Love is Listening

At the beginning of March, Gardens of Gethsemani, our Catholic Cemetery, started a new initiative called the aftercare card program. It consists in sending out five mailings throughout the year of someone’s loss with grief support material and messages of hope, comfort and prayer. One of the mailings is a survey asking for feedback It is also an opportunity to reach out and see if there is anything else we can do for our families. In the feedback we have observed many community members asking for further grief support. We’ve also had families and priests reach out personally to ask us to begin formal grief support groups.

This is something that has been on the heart of the Gardens staff for a long time, and we have decided that this is the moment to make it a reality. The current pandemic has brought to our attention with even more boldness the importance of support, rituals and the caring presence of others while people are grieving. We have partnered with St. Patrick’s Parish in Maple Ridge to offer a grief support group in early 2021.

Three words come to mind when I think of a grief support group: presence, listening and powerful.

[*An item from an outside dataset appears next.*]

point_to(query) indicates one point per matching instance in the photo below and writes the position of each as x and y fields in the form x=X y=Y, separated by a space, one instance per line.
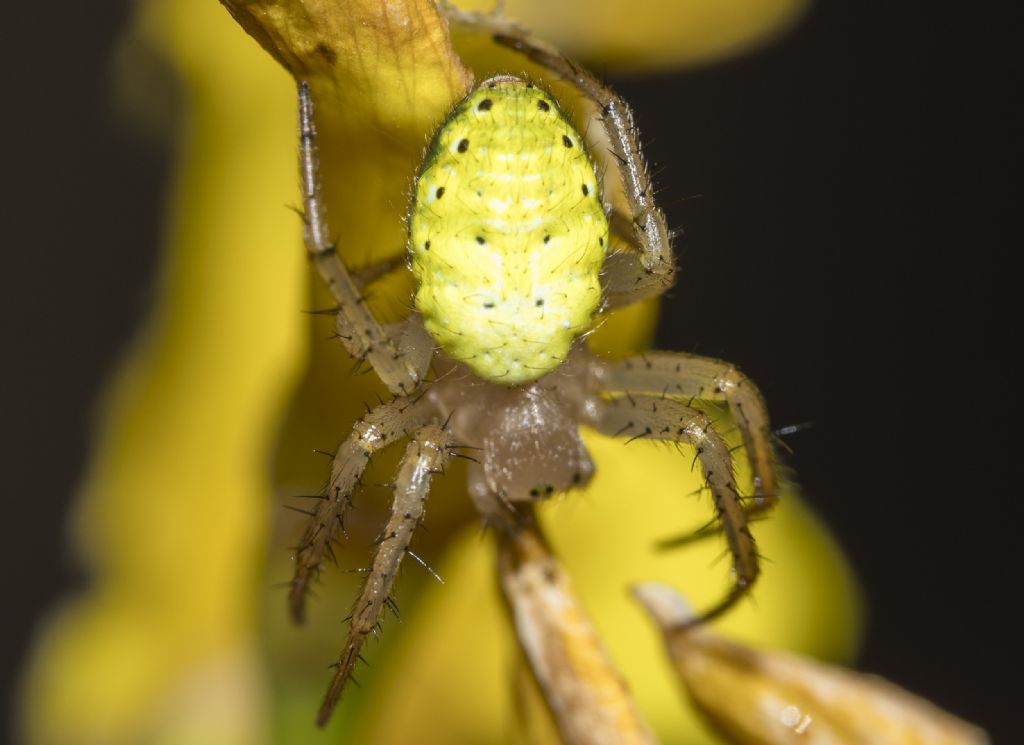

Having someone be truly present is such a gift these days. Having three, four or eight people be present to you all at the same time can be a powerful experience. Sometimes when someone is grieving it is hard for just one person to carry their pain and emotion. When this pain is brought forth and shared in a safe group setting, the pain can be held differently and softened. Together we are stronger and this strength enables us to carry difficult emotions and to listen to and process them; and what can be processed and integrated, can be healed (Bessel Van der Kolk).

Michael Verde says love is listening. How we all crave to be fully listened to, seen and understood. How often do we have to keep much of us silent and secret for fear of being judged, criticized or shunned.  Grief can bring about challenging emotions and experiences. If these are kept buried inside for too long, it may cause feelings of shame, guilt and low self-esteem. When these emotions and experiences can be shared they become less scary, they can be normalized and experienced in a bigger context of human experience and compassion.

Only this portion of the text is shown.